The fortress rose like a wound carved into the land—black stone, jagged and unnatural, shrouded in a constant veil of mist. Its walls pulsed with shadows, and the sky above it churned like a storm held barely at bay.
Caelen crouched in the treeline, heart pounding, his curse roaring in his ears.
The pain within the walls was overwhelming. Dozens of souls, writhing in despair, their hope snuffed out. But one burned brighter than the rest—a storm he knew by heart.
Elira.
Muted, yes. But alive.
He moved.
Slipping through the gates like a ghost, he gripped the Weeping Blade tight. The air reeked of decay and cruelty, and the guards—if they could still be called that—were hollow-eyed husks. Their humanity had been bled from them, their emotions scoured away.
They did not speak.
They only attacked.
Caelen met them with steel and sorrow. Each blow was swift, final. His curse flared with their last fragments of pain, but he welcomed it. If nothing else, he could grant them freedom from this living death.
He reached the dungeon.
The air was damp and foul, the stone slick with time and neglect. At the end of the corridor, behind rusted bars and heavy chains, she sat—head bowed, wrists bound, her flame a flicker on the verge of being lost.
"Elira," he whispered.
Her head lifted slowly. Her face was pale, smudged with blood and dust. Her eyes met his, but they were distant. Clouded.
"You came," she said, voice hollow.
Caelen stepped inside, broke the chains with trembling hands. "Of course I did. I told you—I'd find you."
She swayed as he helped her stand. She didn't resist, but her steps were slow, mechanical. Her presence within his curse was faint—a dull throb, not the fire he'd once known.
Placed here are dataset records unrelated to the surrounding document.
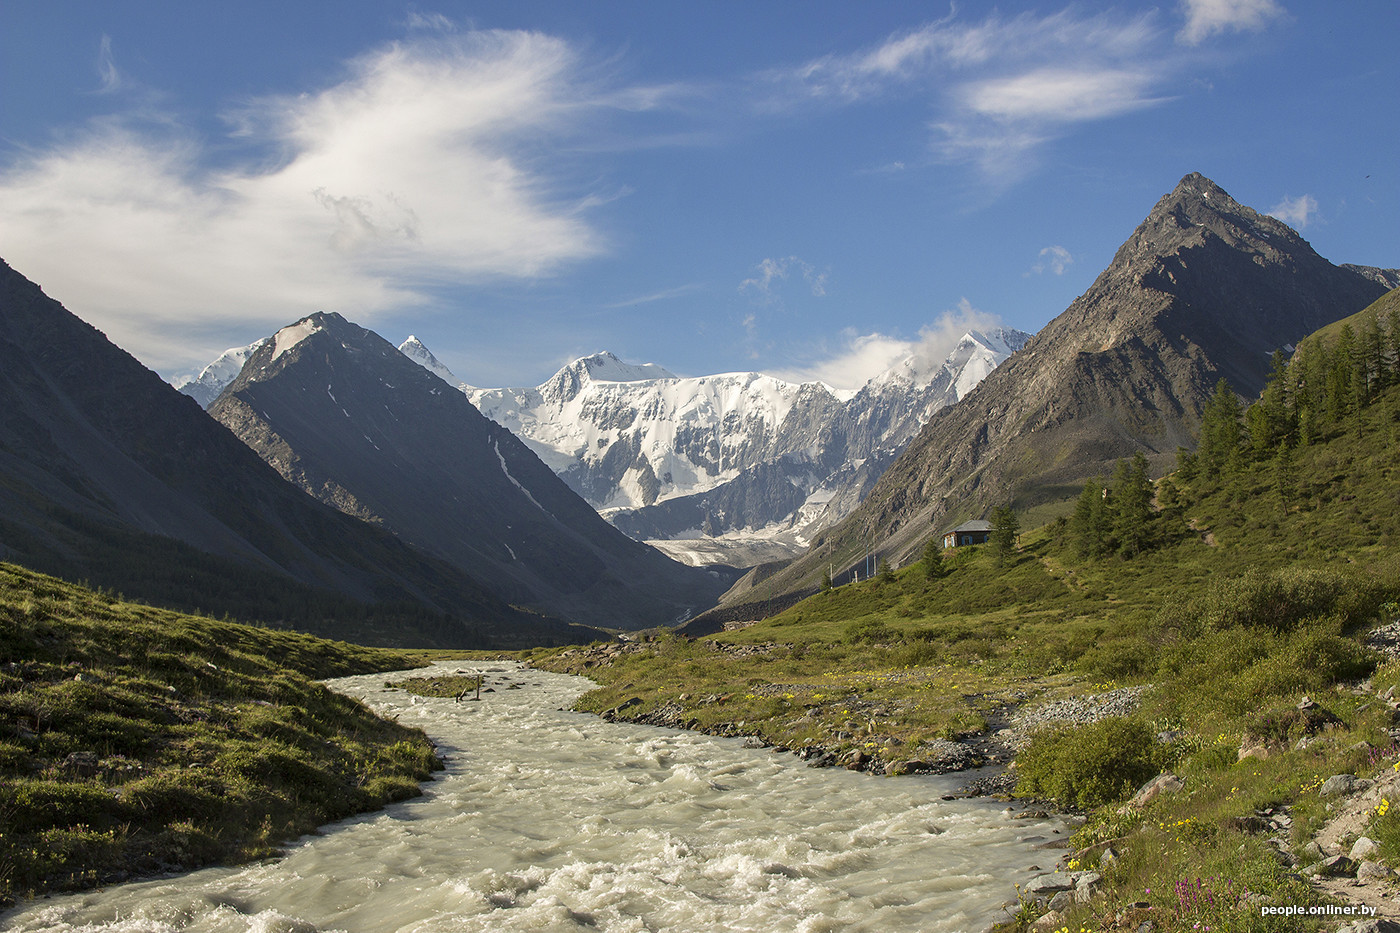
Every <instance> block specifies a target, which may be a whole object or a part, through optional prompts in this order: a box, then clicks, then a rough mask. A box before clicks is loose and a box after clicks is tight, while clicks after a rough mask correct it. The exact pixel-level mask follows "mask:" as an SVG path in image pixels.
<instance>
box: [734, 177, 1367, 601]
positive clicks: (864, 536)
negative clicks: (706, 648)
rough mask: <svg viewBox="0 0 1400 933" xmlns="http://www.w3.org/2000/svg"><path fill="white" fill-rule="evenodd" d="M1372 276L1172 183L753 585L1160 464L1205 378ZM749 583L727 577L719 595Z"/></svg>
mask: <svg viewBox="0 0 1400 933" xmlns="http://www.w3.org/2000/svg"><path fill="white" fill-rule="evenodd" d="M1387 275H1392V273H1390V272H1389V270H1361V269H1358V268H1341V266H1334V265H1331V263H1330V262H1327V261H1326V259H1323V258H1322V256H1319V255H1317V254H1316V252H1315V251H1313V248H1312V247H1310V245H1308V242H1306V241H1305V240H1303V238H1302V237H1299V235H1298V233H1296V231H1294V230H1292V228H1289V227H1288V226H1287V224H1284V223H1282V221H1280V220H1277V219H1274V217H1268V216H1264V214H1260V213H1259V212H1256V210H1253V209H1250V207H1247V206H1243V205H1239V203H1238V202H1235V200H1233V199H1232V198H1231V196H1229V195H1228V193H1226V192H1225V191H1224V189H1222V188H1219V186H1218V185H1215V184H1214V182H1212V181H1210V179H1208V178H1205V177H1203V175H1200V174H1190V175H1187V177H1184V178H1183V179H1182V181H1180V184H1179V185H1177V186H1176V188H1175V189H1173V191H1172V192H1169V193H1168V195H1166V196H1163V198H1162V199H1161V200H1159V202H1158V203H1156V205H1155V206H1154V207H1152V210H1151V212H1149V213H1148V216H1147V219H1145V220H1144V221H1142V223H1141V224H1140V226H1138V228H1137V230H1135V231H1134V233H1133V235H1131V237H1128V240H1127V241H1126V242H1124V244H1123V247H1120V248H1119V251H1117V254H1116V255H1114V259H1113V262H1112V263H1110V265H1109V266H1107V269H1105V272H1103V273H1102V275H1099V277H1098V279H1096V280H1095V283H1093V286H1091V289H1089V290H1088V291H1085V293H1084V294H1082V296H1081V297H1079V298H1077V300H1075V301H1074V303H1072V304H1071V305H1070V307H1068V308H1067V310H1065V311H1064V312H1063V314H1061V315H1060V317H1057V318H1056V319H1054V321H1051V322H1050V324H1049V325H1046V328H1044V329H1042V331H1040V332H1039V333H1037V335H1036V336H1035V338H1033V339H1032V340H1030V342H1029V343H1026V346H1025V347H1023V349H1022V350H1021V352H1019V353H1016V354H1015V356H1014V357H1012V359H1011V360H1008V361H1007V364H1004V366H1001V367H998V368H997V370H995V371H993V373H991V374H990V375H988V377H987V378H986V380H984V381H983V382H981V384H980V385H977V388H974V389H973V391H972V392H970V394H969V395H967V396H966V398H963V399H960V401H959V402H958V403H956V405H952V406H949V408H945V409H942V410H939V412H938V413H935V415H934V416H932V417H931V419H930V422H928V424H927V426H924V429H923V430H921V431H920V434H918V436H917V437H916V438H914V441H913V443H910V445H909V447H907V448H906V450H904V452H903V454H902V455H900V457H899V459H897V461H896V462H895V464H893V465H892V466H890V469H889V471H886V472H885V474H883V475H882V476H881V479H879V482H878V483H876V486H875V489H874V490H872V492H871V495H869V496H868V497H867V499H865V502H864V503H862V504H861V507H860V509H858V510H855V511H854V513H853V514H851V516H850V517H848V518H846V520H844V521H843V523H841V524H840V525H837V527H834V528H832V530H830V531H829V532H827V534H825V535H823V537H820V538H819V539H818V541H816V542H813V546H812V549H811V551H809V552H808V553H806V555H805V556H804V558H802V559H799V560H798V562H795V563H794V565H791V566H788V567H785V569H783V570H780V572H778V573H776V574H771V576H770V577H767V579H766V580H764V591H766V593H769V594H784V593H792V594H795V593H801V591H805V590H808V588H812V587H815V584H816V579H818V576H819V574H820V570H822V569H825V567H827V566H833V565H834V566H836V567H837V569H839V570H840V569H844V567H847V566H851V565H853V563H857V562H860V560H862V559H864V558H865V555H867V552H868V551H869V549H871V546H872V544H874V548H875V549H876V551H879V552H881V553H882V555H883V556H886V559H890V560H893V562H895V563H902V562H907V560H911V559H914V558H916V556H917V552H918V549H920V548H921V546H923V544H924V541H927V539H928V538H930V537H931V535H932V534H937V532H941V531H942V530H945V528H946V527H951V525H953V524H956V523H958V521H960V520H963V518H970V517H981V516H984V514H986V513H987V511H988V510H990V509H991V506H994V504H1000V503H1008V502H1009V503H1014V504H1015V507H1018V509H1026V507H1030V506H1035V504H1037V503H1044V502H1051V500H1057V499H1065V497H1068V496H1071V495H1074V493H1077V492H1078V489H1079V486H1081V485H1082V483H1084V481H1085V479H1086V478H1089V476H1095V475H1105V474H1107V472H1109V471H1110V469H1112V466H1113V464H1114V462H1116V461H1117V459H1119V458H1123V457H1128V455H1131V454H1134V452H1135V451H1144V452H1145V454H1147V455H1148V457H1149V459H1151V461H1152V462H1154V464H1155V465H1156V469H1158V471H1162V469H1165V466H1166V465H1168V464H1169V462H1172V458H1173V457H1175V451H1176V448H1177V447H1189V448H1190V447H1194V437H1196V431H1197V427H1198V424H1200V417H1201V412H1203V409H1204V405H1205V401H1207V399H1208V398H1210V394H1211V391H1212V387H1214V385H1215V382H1217V380H1219V378H1225V380H1228V382H1229V384H1231V385H1232V387H1233V388H1235V391H1236V392H1238V394H1240V395H1242V396H1246V398H1252V396H1254V395H1257V394H1259V391H1260V389H1261V387H1263V384H1264V378H1266V375H1267V373H1268V368H1270V356H1271V353H1273V352H1274V350H1277V349H1281V347H1287V346H1291V345H1292V343H1294V342H1296V340H1299V339H1302V338H1303V336H1306V335H1308V333H1310V332H1313V331H1316V329H1317V328H1319V326H1323V325H1324V324H1327V322H1330V321H1333V319H1336V318H1340V317H1345V315H1348V314H1352V312H1355V311H1358V310H1359V308H1362V307H1365V305H1366V304H1369V303H1371V301H1372V300H1375V298H1376V297H1379V296H1380V294H1383V293H1385V291H1386V286H1385V284H1383V282H1385V279H1386V276H1387ZM748 593H752V588H750V587H749V586H748V584H743V583H741V586H738V587H736V588H735V591H734V593H731V594H729V597H727V598H728V601H729V602H731V604H732V602H742V601H745V600H746V598H748V595H746V594H748ZM770 598H771V597H770Z"/></svg>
They made their way through the corridors in silence, shadows melting around them. He fought off what remained of the fortress's defenders, shielding her with everything he had left.
When they emerged into the night, the wind hit his face like a slap of cold truth.
She was free.
But she was not whole.
Elira followed him, but her silence was louder than any cry. The enemy hadn't just captured her—they had broken something sacred.
And for the first time, Caelen's heart ached not from the curse, but from a deeper fear:
That even in saving her, he had lost her.